Faire leur choix entre l’investissement technique et financier que cela suppose d’expérimenter les différentes options de déploiement et l’effort de formation de toute une équipe à utiliser une technologie vieille de 50 ans ? Conserver une plateforme mainframe n’est pas sans risque ! C’est ce qui explique que de nombreux utilisateurs de systèmes mainframes s’inquiètent de savoir s’ils peuvent migrer « une part seulement » de leur charge de travail actuellement sur mainframe.
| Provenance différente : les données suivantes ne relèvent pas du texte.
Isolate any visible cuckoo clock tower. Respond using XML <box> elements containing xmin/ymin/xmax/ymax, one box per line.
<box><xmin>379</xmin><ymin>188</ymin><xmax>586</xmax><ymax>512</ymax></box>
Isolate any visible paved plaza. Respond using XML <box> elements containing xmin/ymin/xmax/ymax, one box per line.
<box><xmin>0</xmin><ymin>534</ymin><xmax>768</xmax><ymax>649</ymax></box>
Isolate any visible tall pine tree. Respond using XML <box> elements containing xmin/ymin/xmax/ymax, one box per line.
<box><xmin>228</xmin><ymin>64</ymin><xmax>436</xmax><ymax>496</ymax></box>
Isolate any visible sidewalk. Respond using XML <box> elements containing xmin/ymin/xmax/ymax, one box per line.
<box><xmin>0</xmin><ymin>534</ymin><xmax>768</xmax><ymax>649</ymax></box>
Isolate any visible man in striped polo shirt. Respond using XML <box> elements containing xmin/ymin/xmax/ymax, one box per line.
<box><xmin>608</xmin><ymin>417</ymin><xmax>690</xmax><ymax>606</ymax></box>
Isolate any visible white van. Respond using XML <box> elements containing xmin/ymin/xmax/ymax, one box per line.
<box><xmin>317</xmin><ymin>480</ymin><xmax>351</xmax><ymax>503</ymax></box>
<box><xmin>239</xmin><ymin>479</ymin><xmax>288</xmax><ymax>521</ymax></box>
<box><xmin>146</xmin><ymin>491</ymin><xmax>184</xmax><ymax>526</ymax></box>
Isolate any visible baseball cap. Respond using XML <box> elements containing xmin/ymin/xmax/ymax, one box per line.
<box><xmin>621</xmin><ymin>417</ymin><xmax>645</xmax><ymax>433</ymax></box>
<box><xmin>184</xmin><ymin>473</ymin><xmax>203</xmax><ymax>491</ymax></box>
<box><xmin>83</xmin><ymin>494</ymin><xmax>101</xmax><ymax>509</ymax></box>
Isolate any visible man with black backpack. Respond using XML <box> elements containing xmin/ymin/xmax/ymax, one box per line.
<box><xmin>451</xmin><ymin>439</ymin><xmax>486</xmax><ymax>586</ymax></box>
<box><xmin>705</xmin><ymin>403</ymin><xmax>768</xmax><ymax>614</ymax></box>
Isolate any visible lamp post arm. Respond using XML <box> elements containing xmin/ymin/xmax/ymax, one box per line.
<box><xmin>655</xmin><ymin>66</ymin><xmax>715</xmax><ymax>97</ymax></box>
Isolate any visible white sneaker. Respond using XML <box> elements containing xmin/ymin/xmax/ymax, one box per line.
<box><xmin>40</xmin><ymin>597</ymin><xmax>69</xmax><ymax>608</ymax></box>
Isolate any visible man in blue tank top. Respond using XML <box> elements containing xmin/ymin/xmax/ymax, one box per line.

Peut-être espèrent-ils ainsi valider le fonctionnement des alternatives ? Peut-être espèrent-ils faire des économies ? Peut-être veulent-ils libérer quelques MIPS pour des charges de travail plus critiques ? Quel que soit le motif, les entreprises vont continuer de migrer leurs applications. Nul ne saurait prédire quand la grande bascule aura lieu. Un grand nombre d’utilisateurs de mainframes continuent de fredonner le titre des Clash « Should I Stay or Should I Go? » ! A en croire M. Cringely, le cloud pourrait bien être la voie à suivre.

Toute entreprise qui rechigne à suivre la tendance actuelle de migration des mainframes a tout intérêt à se poser ces questions. Les attaques personnelles du messager sont vaines. Elles peuvent aider à se sentir mieux mais seront sans effet sur le cours des choses dans le futur.